Difundir la virtud inherente a la justicia y alcanzar el placer, no sobre el disfrute privado del bienestar, sino por la difusión de ese disfrute, abriendo sus posibilidades a sectores cada vez mayores de la humanidad: he aquí el camino.” 
“La humanidad necesita fe en sus destinos y acción, y posee la clarividencia suficiente para entrever que el tránsito del yo al nosotros, no se opera meteóricamente como un exterminio de las individualidades, sino como una reafirmación de éstas en su función colectiva”.
 
Una tercera posición que se organiza en torno a la propuesta de armonizar los intereses individuales y los colectivos:
“Nuestra comunidad, a la que debemos aspirar, es aquella donde la libertad y la responsabilidad son causa y efecto, en que exista una alegría de ser, fundada en la persuasión de la dignidad propia. Una comunidad donde el individuo tenga realmente algo que ofrecer al bien general, algo que integrar y no sólo su presen¬cia muda y temerosa.

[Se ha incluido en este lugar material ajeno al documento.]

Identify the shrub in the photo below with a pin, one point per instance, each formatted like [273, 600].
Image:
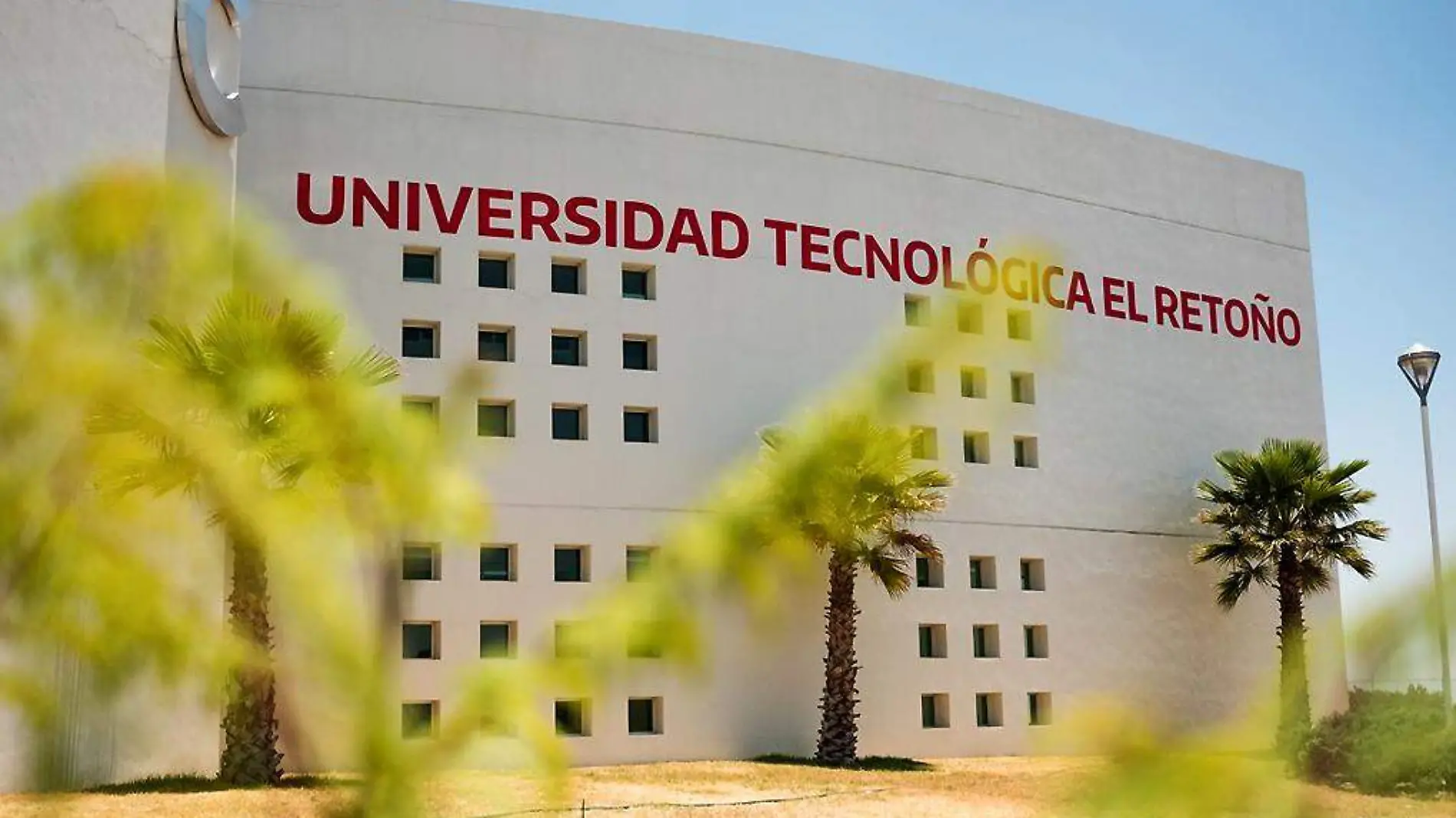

(…)Si hubo épocas de exclusiva acentuación ideal y otras de acentuación material, la nuestra debe realizar sus ambiciosos fines nobles por la armonía.”
 
 
Con el objetivo en el bien común, con las acciones de gobierno destinadas a articular individuo y comunidad, el Estado tiene un rol fundamental para resolver esas tensiones entre los intereses individuales y lo colectivo. Se trata de un Estado llamado a intervenir con la finalidad de alcanzar la felicidad del pueblo:
 
“Importa, por tanto, conciliar nuestro sentido de la perfección con la naturaleza de los hechos, restablecer la armonía entre el progreso material y los valores espi¬rituales y proporcionar nuevamente al hombre una visión certera de su realidad. Nosotros somos colectivistas, pero la base de ese colectivismo es de signo individualista, y su raíz es una suprema fe en el tesoro que el hombre, por el hecho de existir, representa.”
 
“Nuestra comunidad tenderá a ser de hombres y no de bestias. Nuestra disciplina tiende a ser conocimiento, busca ser cultura. Nuestra libertad, coexistencia de las libertades que procede de una ética para la que el bien general se halla siempre vivo, presente, indeclinable. El progreso social no debe mendigar ni asesinar, sino realizarse por la conciencia plena de su inexorabilidad. (…) Esta comunidad que persigue fines espirituales y materiales, que tiende a superarse, que anhela mejorar y ser más justa, más buena y más feliz, en la que el individuo pueda realizarse y realizarla simultáneamente (…)”
 
Con la presentación de La Comunidad Organizada queda consolidada, también en la tradición del pensamiento político, las bases para la conformación de una nueva identidad política que irrumpió en nuestra historia nacional aquel 17 de octubre de 1945.